Inclusion Criteria:

1. The patient (male or female) has histologically proven, measurable metastatic
cutaneous melanoma in one of the following stages according to the American Joint
Committee on Cancer classification of 2002:

- Stage III in transit, or

- Stage III unresectable, or

- Stage IV M1a.

2. There has been documented progression of the patient's disease within the 12 weeks
before the first administration of study treatment.

3. The patient presents at screening with at least 3 tumor lesions of diameter >= 0.5
mm.

4. Written informed consent has been obtained from the patient before the performance of
any protocol-specific procedure.

5. The patient is >= 18 years of age at the time of signature of informed consent.

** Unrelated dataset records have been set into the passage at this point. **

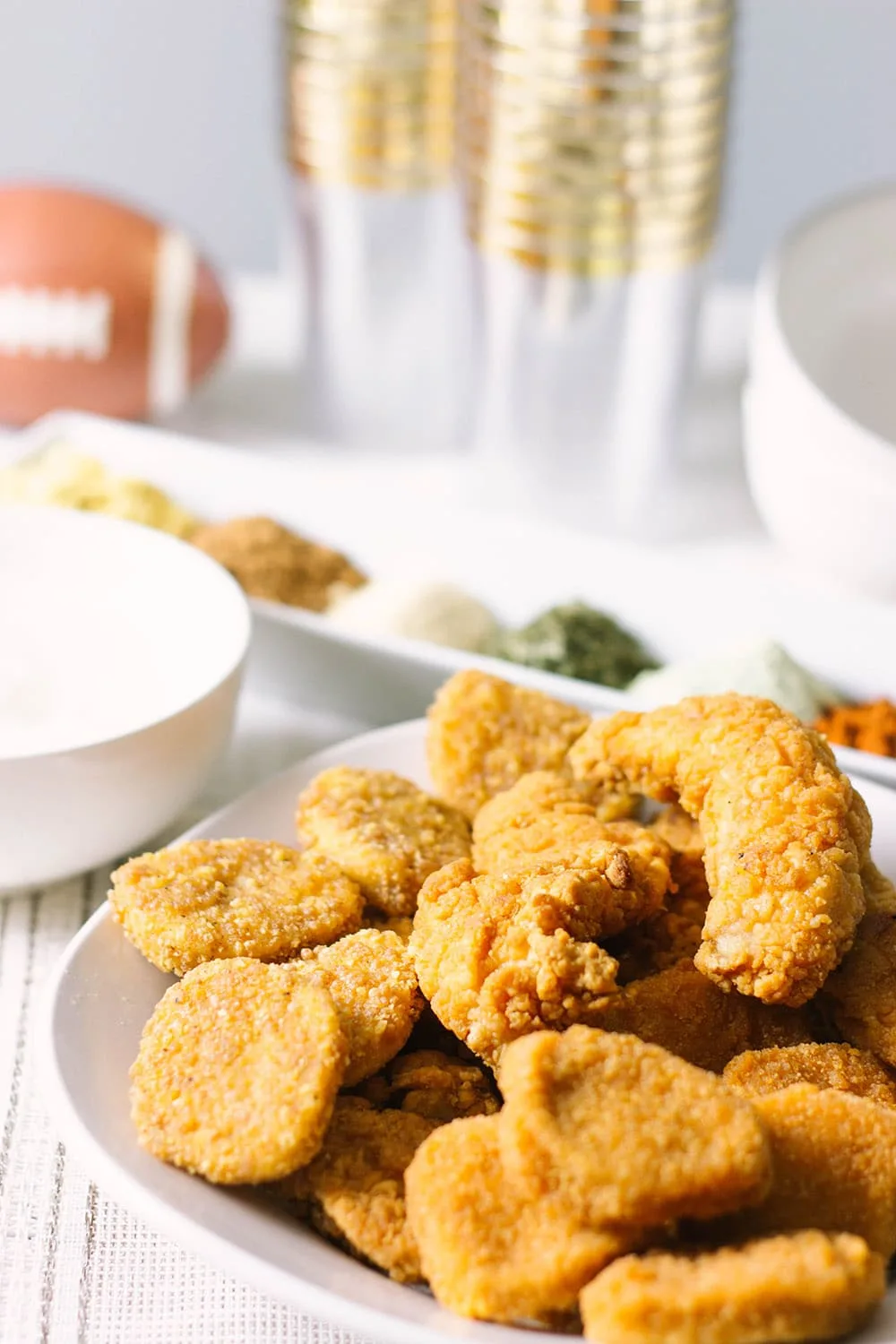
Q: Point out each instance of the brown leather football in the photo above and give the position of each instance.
(101, 308)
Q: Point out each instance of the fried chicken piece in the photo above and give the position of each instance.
(484, 734)
(626, 1133)
(373, 983)
(761, 1072)
(269, 561)
(487, 1252)
(834, 1166)
(547, 819)
(238, 1072)
(357, 1185)
(861, 994)
(785, 833)
(430, 1083)
(402, 925)
(207, 900)
(692, 1018)
(498, 957)
(383, 831)
(775, 1290)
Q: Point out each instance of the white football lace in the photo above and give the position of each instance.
(54, 324)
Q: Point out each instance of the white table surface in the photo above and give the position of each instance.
(74, 1268)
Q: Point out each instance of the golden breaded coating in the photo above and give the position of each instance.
(237, 1073)
(487, 1252)
(438, 1086)
(383, 831)
(841, 1067)
(546, 819)
(861, 992)
(834, 1166)
(484, 734)
(691, 1016)
(207, 900)
(785, 833)
(373, 981)
(357, 1185)
(626, 1133)
(498, 957)
(777, 1290)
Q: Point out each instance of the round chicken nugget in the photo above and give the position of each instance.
(207, 900)
(357, 1185)
(626, 1133)
(841, 1067)
(498, 957)
(484, 734)
(778, 1290)
(834, 1166)
(430, 1083)
(237, 1073)
(487, 1252)
(373, 981)
(786, 835)
(691, 1016)
(382, 831)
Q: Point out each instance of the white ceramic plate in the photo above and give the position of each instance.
(102, 994)
(419, 516)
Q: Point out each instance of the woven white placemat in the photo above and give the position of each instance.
(75, 1268)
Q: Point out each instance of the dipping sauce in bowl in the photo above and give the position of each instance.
(121, 652)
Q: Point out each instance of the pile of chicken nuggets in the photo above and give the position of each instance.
(565, 1058)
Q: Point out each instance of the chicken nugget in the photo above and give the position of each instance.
(786, 835)
(626, 1133)
(373, 981)
(691, 1016)
(207, 900)
(430, 1083)
(487, 1252)
(841, 1067)
(546, 819)
(834, 1166)
(357, 1185)
(861, 994)
(383, 831)
(238, 1072)
(775, 1290)
(498, 957)
(484, 734)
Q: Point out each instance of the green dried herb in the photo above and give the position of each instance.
(578, 642)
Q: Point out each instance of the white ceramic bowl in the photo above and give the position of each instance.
(820, 410)
(151, 637)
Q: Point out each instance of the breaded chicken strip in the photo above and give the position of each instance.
(371, 978)
(834, 1166)
(498, 957)
(691, 1016)
(778, 1290)
(548, 819)
(238, 1072)
(626, 1133)
(842, 1067)
(382, 831)
(357, 1185)
(786, 835)
(487, 1252)
(484, 734)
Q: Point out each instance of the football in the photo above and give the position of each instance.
(101, 308)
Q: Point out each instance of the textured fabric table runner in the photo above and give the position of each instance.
(74, 1266)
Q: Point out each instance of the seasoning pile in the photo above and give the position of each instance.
(565, 1066)
(573, 639)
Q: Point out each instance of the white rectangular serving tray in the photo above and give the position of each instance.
(422, 518)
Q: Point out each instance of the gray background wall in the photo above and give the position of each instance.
(175, 105)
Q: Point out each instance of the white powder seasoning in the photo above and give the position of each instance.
(440, 613)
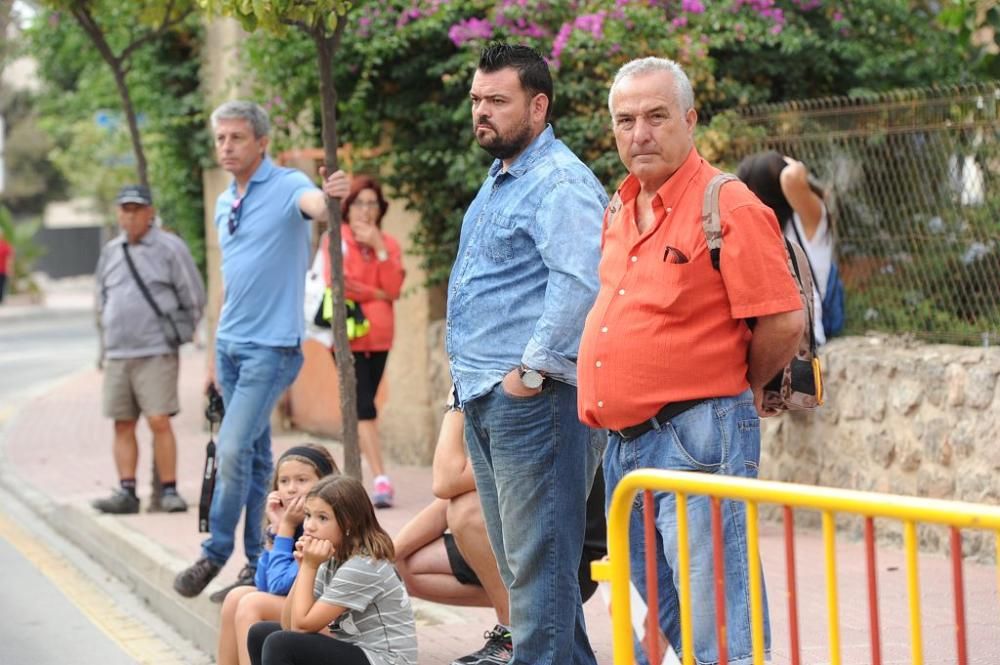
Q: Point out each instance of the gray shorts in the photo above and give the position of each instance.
(134, 386)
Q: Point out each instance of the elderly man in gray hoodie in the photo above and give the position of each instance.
(149, 298)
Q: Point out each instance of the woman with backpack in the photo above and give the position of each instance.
(783, 184)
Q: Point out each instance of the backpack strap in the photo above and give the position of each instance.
(711, 217)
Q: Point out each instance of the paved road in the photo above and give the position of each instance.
(57, 605)
(40, 346)
(41, 624)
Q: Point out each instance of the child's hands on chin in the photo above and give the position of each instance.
(295, 512)
(299, 546)
(316, 551)
(274, 509)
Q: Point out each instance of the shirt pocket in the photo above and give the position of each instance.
(499, 238)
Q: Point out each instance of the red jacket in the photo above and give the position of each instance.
(364, 276)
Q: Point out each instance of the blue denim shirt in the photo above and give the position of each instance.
(526, 272)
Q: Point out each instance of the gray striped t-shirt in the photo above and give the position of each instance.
(379, 618)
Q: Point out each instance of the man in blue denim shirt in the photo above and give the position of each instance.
(262, 222)
(524, 279)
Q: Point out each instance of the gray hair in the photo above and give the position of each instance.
(243, 110)
(682, 85)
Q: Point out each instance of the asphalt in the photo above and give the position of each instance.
(55, 454)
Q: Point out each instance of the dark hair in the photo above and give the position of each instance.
(355, 516)
(312, 454)
(532, 70)
(360, 183)
(762, 174)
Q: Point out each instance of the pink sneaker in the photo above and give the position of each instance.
(383, 495)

6. The patient's tumor shows expression of MAGE-A3 gene in at least one of the two tumor
biopsies performed at baseline.

7. The patient's ECOG performance status is 0 or 1.

8. The patient has normal organ functions, as assessed by standard laboratory criteria.

9. If the patient is female, she must be of non-childbearing potential, or if she is of
childbearing potential, she must practice adequate contraception for 30 days prior to
administration of study treatment, have a negative pregnancy test and continue such
precautions during the entire study treatment period and for 2 months after
completion of the treatment injection series.

10. In the view of the investigator, the patient can and will comply with the
requirements of the protocol.

Exclusion Criteria:

1. The patient has at any time received systemic (bio)-chemotherapy

2. The patient is scheduled to receive any anti-cancer specific treatment, including
radiotherapy, immunotherapy, chemotherapy and immunomodulating agents.

3. The patient requires concomitant treatment with systemic corticosteroids, or any
other immunosuppressive agents.

4. The patient has received any cancer immunotherapeutic containing a MAGE A3 antigen or
any cancer immunotherapeutic for his/her metastatic disease.

5. Use of any investigational or non-registered product (drug or vaccine) other than the
study treatment within the 30 days preceding the first dose of study treatment, or
planned use during the study period.

6. The patient has (or has had) previous or concomitant malignancies at other sites,
except effectively treated malignancy that is considered by the investigator highly
likely to have been cured.

7. History of allergic disease or reactions likely to be exacerbated by any component of
the study investigational product.

8. The patient has an autoimmune disease such as, but not limited to, neuroinflammatory
autoimmune diseases, systemic lupus erythematosus, and inflammatory bowel disease

9. The patient has a family history of congenital or hereditary immunodeficiency.

10. The patient is known to be positive for the human immunodeficiency virus (HIV).

11. The patient has psychiatric or addictive disorders that may compromise his/her
ability to give informed consent, or to comply with the study procedures.

12. The patient has concurrent severe medical problems, unrelated to the malignancy, that
would significantly limit full compliance with the study or expose the patient to
unacceptable risk.

13. For female patients: the patient is pregnant or lactating.